30 August 2005

faking friends and influencing people

Inside my housemates head I build a picture, slowly, over time and our small encounters, of who I am. The question of who people think you are is interesting; you have no direct control over their mind and as such cannot necessarily dictate to them exactly who you are, but you can help them out towards a certain impression.

How are their perceptions of you created? Through conversations between the two of you, between themselves and others who know you, the way in which you dress, your tastes, the contexts in which the two of you encounter one another… this is in no way a definitive list; I am not a psychologist, I do not wish to write a thesis on the subject, nor am I interested in creating any definitive/objective/empirical model of the subject. Thoughts spill and splash around my head and sometimes I grab hold of them and imprison them in words. Most of the time I do not. A million ingenious concepts could of blossomed and perished in the temple of my skull. Sometimes I lie in bed and in silence recite eminem lyrics, a neurological photocopier, waiting for sleep.

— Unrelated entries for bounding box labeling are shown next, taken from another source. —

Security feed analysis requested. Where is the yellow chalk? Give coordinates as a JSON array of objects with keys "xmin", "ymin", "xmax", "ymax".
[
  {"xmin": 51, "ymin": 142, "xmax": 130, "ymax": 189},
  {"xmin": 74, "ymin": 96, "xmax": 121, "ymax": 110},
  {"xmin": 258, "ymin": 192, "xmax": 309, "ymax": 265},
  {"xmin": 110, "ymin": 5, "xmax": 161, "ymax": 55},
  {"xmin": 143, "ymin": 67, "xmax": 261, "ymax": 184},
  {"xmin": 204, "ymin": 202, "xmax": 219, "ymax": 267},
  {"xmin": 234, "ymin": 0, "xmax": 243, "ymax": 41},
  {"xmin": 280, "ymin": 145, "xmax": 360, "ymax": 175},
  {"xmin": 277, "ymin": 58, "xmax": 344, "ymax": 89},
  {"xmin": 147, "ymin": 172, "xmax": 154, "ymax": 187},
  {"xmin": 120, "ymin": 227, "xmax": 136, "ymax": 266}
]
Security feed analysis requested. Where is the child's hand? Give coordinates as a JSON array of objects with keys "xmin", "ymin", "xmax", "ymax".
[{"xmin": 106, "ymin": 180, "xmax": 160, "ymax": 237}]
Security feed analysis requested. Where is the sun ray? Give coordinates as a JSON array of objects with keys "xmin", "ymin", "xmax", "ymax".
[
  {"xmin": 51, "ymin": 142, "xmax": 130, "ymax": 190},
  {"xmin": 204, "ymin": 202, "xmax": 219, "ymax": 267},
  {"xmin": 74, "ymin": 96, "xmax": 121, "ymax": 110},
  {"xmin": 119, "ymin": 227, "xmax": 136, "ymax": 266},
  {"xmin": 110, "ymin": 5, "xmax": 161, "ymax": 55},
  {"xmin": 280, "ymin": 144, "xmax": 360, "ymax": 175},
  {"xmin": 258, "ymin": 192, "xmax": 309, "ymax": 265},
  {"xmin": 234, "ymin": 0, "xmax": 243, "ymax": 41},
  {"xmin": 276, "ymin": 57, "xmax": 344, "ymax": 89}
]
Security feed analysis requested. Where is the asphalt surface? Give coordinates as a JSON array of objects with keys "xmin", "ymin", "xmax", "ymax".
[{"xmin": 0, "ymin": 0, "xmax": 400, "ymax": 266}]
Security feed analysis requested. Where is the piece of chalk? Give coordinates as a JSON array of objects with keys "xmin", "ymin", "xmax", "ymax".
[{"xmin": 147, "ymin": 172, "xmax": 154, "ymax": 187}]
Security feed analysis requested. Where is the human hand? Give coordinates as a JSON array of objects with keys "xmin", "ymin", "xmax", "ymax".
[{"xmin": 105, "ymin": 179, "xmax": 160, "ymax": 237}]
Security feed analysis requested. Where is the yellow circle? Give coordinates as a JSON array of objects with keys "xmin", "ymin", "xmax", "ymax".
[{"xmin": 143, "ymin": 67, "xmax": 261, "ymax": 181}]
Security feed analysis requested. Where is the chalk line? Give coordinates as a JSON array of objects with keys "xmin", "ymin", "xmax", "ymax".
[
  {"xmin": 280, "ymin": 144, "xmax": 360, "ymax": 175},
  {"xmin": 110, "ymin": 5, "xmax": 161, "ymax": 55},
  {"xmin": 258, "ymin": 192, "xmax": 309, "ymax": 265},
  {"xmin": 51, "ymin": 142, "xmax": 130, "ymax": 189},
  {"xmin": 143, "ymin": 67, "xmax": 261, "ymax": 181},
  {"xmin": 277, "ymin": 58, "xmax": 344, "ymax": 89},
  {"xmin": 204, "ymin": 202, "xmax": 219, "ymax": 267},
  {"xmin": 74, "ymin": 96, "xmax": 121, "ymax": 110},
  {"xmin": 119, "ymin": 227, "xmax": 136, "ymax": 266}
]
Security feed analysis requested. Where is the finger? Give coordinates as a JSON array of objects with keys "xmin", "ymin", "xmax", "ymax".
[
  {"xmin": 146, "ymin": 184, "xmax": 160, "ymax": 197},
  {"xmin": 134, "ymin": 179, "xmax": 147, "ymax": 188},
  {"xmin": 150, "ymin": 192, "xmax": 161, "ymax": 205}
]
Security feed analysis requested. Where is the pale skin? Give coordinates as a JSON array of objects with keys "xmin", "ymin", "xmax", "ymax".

The thought has come upon me for an experiment to deliberately attempt to create an image of myself ,in the mind of my housemate, that does not necessarily reflect any kind of actual reality but instead what I choose him to perceive… But I’m far too disorganised and lazy to do it. It’s the kind of thing that could lead to psychosis which, although something I wouldn’t mind experiencing, is probably not recommended at this particular point in my life.